New York Attorney General Letitia James said she would go to court and ask a judge to seize former President Donald Trump‘s assets if he is unable to pay his $354 million fine.
James said that she would even go after Trump’s crown jewel if he fails to pay the required fine from his civil fraud case. Trump’s most notable skyscraper is his 40 Wall Street building.
“If he does not have funds to pay off the judgment, then we will seek judgment enforcement mechanisms in court, and we will ask the judge to seize his assets,” James told ABC News on Tuesday. “We are prepared to make sure that the judgment is paid to New Yorkers, and yes, I look at 40 Wall Street each and every day.”
Trump was fined $354.8 million last Friday after Judge Arthur Engoron ruled that he inflated his net worth and the net worth of his company in order to get more favorable loan agreements.
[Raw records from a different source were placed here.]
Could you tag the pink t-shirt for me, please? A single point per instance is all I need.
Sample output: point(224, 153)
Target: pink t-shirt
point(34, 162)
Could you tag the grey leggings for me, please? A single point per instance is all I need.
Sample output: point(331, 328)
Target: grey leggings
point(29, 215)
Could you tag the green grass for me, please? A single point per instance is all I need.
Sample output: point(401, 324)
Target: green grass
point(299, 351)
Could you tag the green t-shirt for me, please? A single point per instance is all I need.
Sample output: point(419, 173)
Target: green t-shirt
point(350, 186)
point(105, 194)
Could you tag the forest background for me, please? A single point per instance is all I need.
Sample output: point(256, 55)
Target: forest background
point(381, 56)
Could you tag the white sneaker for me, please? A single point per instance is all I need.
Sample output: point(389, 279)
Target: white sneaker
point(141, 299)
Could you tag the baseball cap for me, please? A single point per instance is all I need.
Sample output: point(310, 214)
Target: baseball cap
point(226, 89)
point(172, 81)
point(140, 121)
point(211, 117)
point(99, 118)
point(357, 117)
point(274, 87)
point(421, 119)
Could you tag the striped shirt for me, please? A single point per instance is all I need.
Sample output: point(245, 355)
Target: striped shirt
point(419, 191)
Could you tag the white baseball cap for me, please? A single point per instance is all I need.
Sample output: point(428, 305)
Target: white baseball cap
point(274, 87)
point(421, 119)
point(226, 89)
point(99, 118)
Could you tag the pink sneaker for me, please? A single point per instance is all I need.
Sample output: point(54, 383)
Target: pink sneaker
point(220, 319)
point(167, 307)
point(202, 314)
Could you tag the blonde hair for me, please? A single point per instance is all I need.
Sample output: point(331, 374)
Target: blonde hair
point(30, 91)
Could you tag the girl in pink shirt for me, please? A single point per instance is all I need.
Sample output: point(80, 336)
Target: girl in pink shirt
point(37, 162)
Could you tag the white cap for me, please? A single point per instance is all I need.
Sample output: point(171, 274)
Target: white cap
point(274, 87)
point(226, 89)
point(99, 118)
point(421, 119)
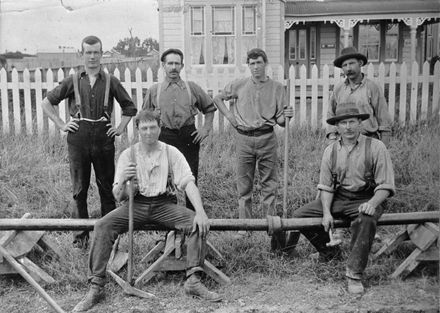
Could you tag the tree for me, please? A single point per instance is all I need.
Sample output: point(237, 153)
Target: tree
point(132, 47)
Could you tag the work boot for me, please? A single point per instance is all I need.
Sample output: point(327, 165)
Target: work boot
point(354, 286)
point(93, 296)
point(194, 287)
Trump has denied all wrongdoing and said he will appeal the ruling. James said she is “confident” she will win the appeal.
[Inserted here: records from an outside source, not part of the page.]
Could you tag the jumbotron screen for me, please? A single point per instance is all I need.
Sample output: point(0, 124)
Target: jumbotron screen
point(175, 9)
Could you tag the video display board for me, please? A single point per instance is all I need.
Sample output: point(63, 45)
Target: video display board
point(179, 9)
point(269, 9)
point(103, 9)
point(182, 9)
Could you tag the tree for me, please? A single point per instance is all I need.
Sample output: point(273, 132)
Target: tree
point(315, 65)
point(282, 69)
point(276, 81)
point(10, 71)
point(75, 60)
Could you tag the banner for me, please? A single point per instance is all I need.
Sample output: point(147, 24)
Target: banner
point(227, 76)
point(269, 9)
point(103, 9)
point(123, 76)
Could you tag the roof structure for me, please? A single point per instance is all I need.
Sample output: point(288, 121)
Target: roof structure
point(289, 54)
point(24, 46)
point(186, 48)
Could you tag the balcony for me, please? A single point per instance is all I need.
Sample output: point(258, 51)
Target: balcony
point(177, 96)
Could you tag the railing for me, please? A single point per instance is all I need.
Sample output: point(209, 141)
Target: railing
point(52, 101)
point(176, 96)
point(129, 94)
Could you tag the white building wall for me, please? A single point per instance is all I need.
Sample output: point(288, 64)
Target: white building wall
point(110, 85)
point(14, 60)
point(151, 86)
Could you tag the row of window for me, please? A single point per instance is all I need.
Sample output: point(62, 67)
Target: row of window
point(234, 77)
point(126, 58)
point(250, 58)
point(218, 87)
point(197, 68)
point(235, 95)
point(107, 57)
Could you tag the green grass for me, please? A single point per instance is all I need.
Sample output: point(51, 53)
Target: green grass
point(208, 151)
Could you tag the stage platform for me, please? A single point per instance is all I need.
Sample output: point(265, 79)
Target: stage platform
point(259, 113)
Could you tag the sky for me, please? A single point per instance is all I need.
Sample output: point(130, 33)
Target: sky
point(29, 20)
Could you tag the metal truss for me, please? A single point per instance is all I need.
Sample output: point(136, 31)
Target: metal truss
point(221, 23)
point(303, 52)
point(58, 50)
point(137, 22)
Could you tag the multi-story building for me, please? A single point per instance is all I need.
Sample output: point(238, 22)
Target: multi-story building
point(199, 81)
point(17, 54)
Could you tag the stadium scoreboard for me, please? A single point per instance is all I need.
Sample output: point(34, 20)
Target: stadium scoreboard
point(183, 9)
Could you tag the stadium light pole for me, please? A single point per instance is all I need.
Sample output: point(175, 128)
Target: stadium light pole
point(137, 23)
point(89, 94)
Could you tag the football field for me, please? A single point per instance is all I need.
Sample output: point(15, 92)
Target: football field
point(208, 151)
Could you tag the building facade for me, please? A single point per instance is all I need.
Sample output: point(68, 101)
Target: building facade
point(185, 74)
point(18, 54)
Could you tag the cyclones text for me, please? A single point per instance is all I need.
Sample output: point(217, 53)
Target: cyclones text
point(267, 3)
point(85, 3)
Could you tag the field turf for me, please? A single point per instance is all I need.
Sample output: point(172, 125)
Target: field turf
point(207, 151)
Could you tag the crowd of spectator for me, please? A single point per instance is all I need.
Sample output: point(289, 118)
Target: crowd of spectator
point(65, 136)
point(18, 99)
She also rebutted Trump’s claims that the case lacked any victims, claiming financial fraud is not a “victimless crime,” and that the case helped make sure New Yorkers are treated fairly by the financial market. James also described the amount of fraud committed by Trump as “staggering.”
“[Trump] engaged in this massive amount of fraud. It wasn’t just a simple mistake, a slight oversight; the variations are wildly exaggerated, and the extent of the fraud was staggering,” James said. “If average New Yorkers went into a bank and submitted false documents, the government would throw the book at them, and the same should be true for former presidents.”
Engoron’s ruling also bans Trump from “serving as an officer or director of any New York corporation or other legal entity in New York” for three years, and his sons Donald Trump Jr. and Eric Trump are also banned from doing business in New York for two years.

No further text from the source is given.